John Caudwell, president of Phones 4U says he banned inter-office e-mail from his company and reaped an immediate productivity increase of three hours per day per employee. If we accept this claim at face value, we’re forced to ask whether every organization should follow his lead.

The short, and short-sighted, answer is, “Of course we should.” The problem with initiating an automatic ban based on his results is that Caudwell’s company isn’t your company, and therefore his solutions are not necessarily your solutions.

We should assume Caudwell did not impose the ban on a whim. He likely examined employees’ usage of e-mail and decided they could better spend their time answering the phones. Without meaning to sound trite, e-mail didn’t kill productivity – his people did.

The banning of internal e-mail is a valid solution if, and only if, the use of e-mail is causing a problem. The dozen queries I’ve received in the past few weeks asking, “Should we ban e-mail?” ignore this unsubtle point.

The timing of this e-mail banning discussion is perfect. Many organizations are currently sniffing around Instant Messaging (IM). What better time to ask “Why should we?”

IM is a growing hot topic. In the UK, Small Message Services (SMS) recently generated more than 30 million messages nationwide in a single day. Whether we like it or not, IM will undergo the same growth pattern, especially if the telecoms convince us that IM is the next silver bullet for productivity problems. The telecom strategy is to suggest that IM increases productivity by allowing us to contact anyone, anywhere, anytime.

What a wonderful and desirable thing! Busy, and hence very important people need information now. Just call out to the nearest assistant and get our informational needs filled immediately. There is no argument. If we can reduce the time between informational need and gratification, then we have become more efficient and productive.
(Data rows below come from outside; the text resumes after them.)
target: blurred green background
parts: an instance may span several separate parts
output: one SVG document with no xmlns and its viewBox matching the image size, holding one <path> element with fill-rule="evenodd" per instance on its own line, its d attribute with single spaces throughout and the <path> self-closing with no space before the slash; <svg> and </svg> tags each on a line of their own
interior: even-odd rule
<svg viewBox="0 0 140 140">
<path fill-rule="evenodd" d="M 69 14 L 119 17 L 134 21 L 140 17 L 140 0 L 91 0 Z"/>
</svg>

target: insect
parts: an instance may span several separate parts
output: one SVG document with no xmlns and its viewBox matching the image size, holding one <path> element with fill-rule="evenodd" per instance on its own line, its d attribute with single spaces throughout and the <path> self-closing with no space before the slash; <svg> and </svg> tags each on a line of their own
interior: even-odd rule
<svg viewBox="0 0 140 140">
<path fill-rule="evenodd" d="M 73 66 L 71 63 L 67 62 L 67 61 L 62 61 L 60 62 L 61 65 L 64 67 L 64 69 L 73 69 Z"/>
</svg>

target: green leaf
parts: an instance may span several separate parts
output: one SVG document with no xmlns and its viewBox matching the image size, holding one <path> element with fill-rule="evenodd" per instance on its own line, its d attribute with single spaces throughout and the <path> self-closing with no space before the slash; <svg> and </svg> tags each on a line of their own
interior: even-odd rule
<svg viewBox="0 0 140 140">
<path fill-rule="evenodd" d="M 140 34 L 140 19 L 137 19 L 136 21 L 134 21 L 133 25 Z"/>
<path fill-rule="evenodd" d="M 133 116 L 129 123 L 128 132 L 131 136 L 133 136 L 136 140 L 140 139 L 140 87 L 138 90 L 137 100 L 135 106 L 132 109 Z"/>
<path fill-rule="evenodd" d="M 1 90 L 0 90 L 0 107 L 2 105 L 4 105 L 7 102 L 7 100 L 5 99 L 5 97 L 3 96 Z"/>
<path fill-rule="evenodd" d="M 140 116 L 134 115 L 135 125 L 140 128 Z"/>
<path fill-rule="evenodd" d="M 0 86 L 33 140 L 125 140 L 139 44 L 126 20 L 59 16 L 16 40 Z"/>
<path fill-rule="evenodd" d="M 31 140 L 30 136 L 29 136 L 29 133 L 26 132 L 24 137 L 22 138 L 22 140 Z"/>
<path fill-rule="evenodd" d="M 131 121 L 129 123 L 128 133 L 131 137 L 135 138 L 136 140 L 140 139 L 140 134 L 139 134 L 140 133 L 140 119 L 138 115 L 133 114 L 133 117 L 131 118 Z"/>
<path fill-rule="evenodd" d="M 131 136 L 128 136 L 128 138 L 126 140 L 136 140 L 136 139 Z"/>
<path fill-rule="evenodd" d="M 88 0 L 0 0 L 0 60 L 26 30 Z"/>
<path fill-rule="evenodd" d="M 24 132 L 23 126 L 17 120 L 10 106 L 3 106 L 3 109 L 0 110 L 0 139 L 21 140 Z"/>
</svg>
I have a very different perspective on IM. Interruptions significantly reduce our effectiveness, productivity levels and, perhaps most importantly, the quality of our work. If we are rational, logical human beings, we must assume this is true for everyone else.

There is also a question about the quality of messages. How much of our daily e-mail is non-work-related? How many mimic nothing more than the childhood pastime of “passing notes” in school? Is there anything to suggest we will IM differently? Will it degenerate into the communication of sports scores, who got voted off the island, and jokes?

Trying to hold it back is a pointless exercise. IM will edge its way into our organizations, simply because it’s new and fashionable. So what, if anything, can we do to minimize the negative and maximize the positive benefits?

Plan ahead. Create usage standards before we find ourselves surrounded by a white noise with zero content. Define in advance the types of messages we’ll send on IM. Set reasonable guidelines on when we can send messages. What is a “timely” response? Must we respond immediately, regardless of who we are speaking with at the time the machine chirps?

Preliminary guidelines, created during pilot projects, might help us avoid operating under the belief that the beeping machine (“expletive deleted” coincidental, but probably appropriate) is more important than the person attached to the hand we were warmly shaking.

We will inevitably embrace IM. The irony is that we complain people resist change, but when we should resist change, we don’t.